Minimum-Excess-Work Guidance: Score-Based Sampling with Experimental Data or Sparse Restraints

Journal article, 2026

Surrogate models, such as Boltzmann generators (BGs) and emulators (BEs), based on deep generative models are becoming an important tool in molecular simulation. Often, we may want to use additional external information such as sparse experimental data to refine these models. However, there is no unique way to achieve this goal. Here, we propose a method inspired by thermodynamic work from statistical mechanics to regularize the guidance of pretrained probability flow generative models (e.g., continuous normalizing flows or diffusion models) to match additional sparse information. The regularization ensures that the excess work of the guidance procedure is minimized. We developed two guiding strategies based on this method: Path Guidance, which facilitates sampling of rare transition states by concentrating probability mass on user-defined subsets, and Observable Guidance, which aligns generated distributions with experimental observables while preserving entropy.

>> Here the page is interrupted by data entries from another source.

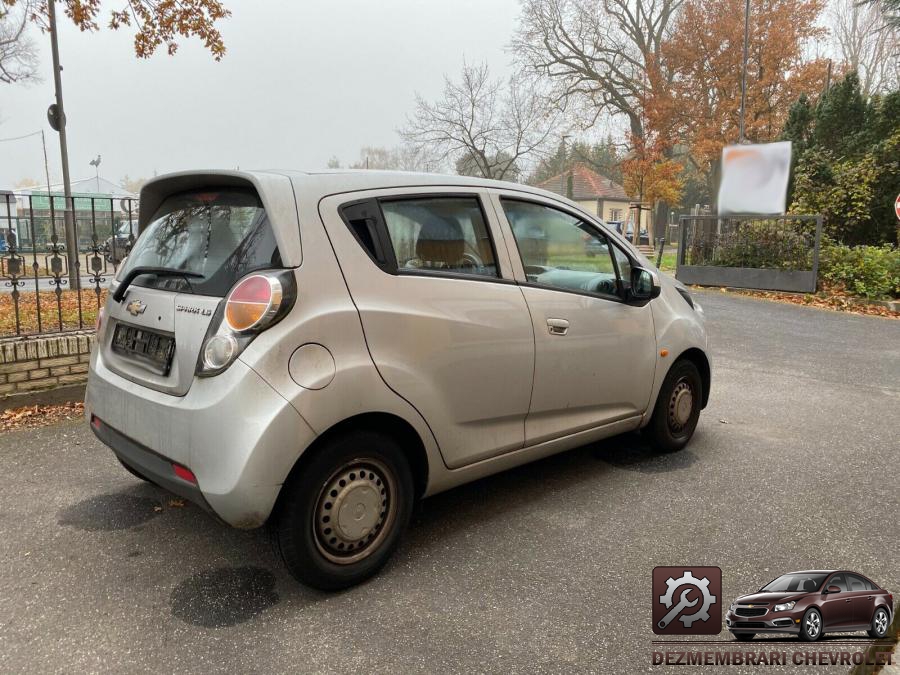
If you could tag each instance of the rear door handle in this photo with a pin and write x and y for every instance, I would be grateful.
(558, 326)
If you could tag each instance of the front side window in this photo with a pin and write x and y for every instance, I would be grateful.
(803, 583)
(561, 250)
(440, 234)
(856, 583)
(838, 580)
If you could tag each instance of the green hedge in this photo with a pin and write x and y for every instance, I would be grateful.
(868, 271)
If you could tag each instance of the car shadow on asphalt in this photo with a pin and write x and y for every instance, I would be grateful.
(227, 595)
(499, 495)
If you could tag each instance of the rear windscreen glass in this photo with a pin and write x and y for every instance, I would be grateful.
(221, 234)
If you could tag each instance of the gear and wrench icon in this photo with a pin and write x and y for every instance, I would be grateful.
(701, 584)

We demonstrate the framework’s versatility on two coarse-grained Boltzmann emulators, showcasing its ability to sample transition configurations and to correct systematic biases using experimental data on a variety of model protein systems. Finally, we provide bounds on the distributional differences between the guided and unguided distributions. The method bridges thermodynamic principles with modern generative architectures, offering a principled, efficient, and physics-inspired alternative to standard fine-tuning in data-scarce domains. Our results highlight improved sample efficiency and bias reduction, underscoring their applicability to molecular simulations and beyond.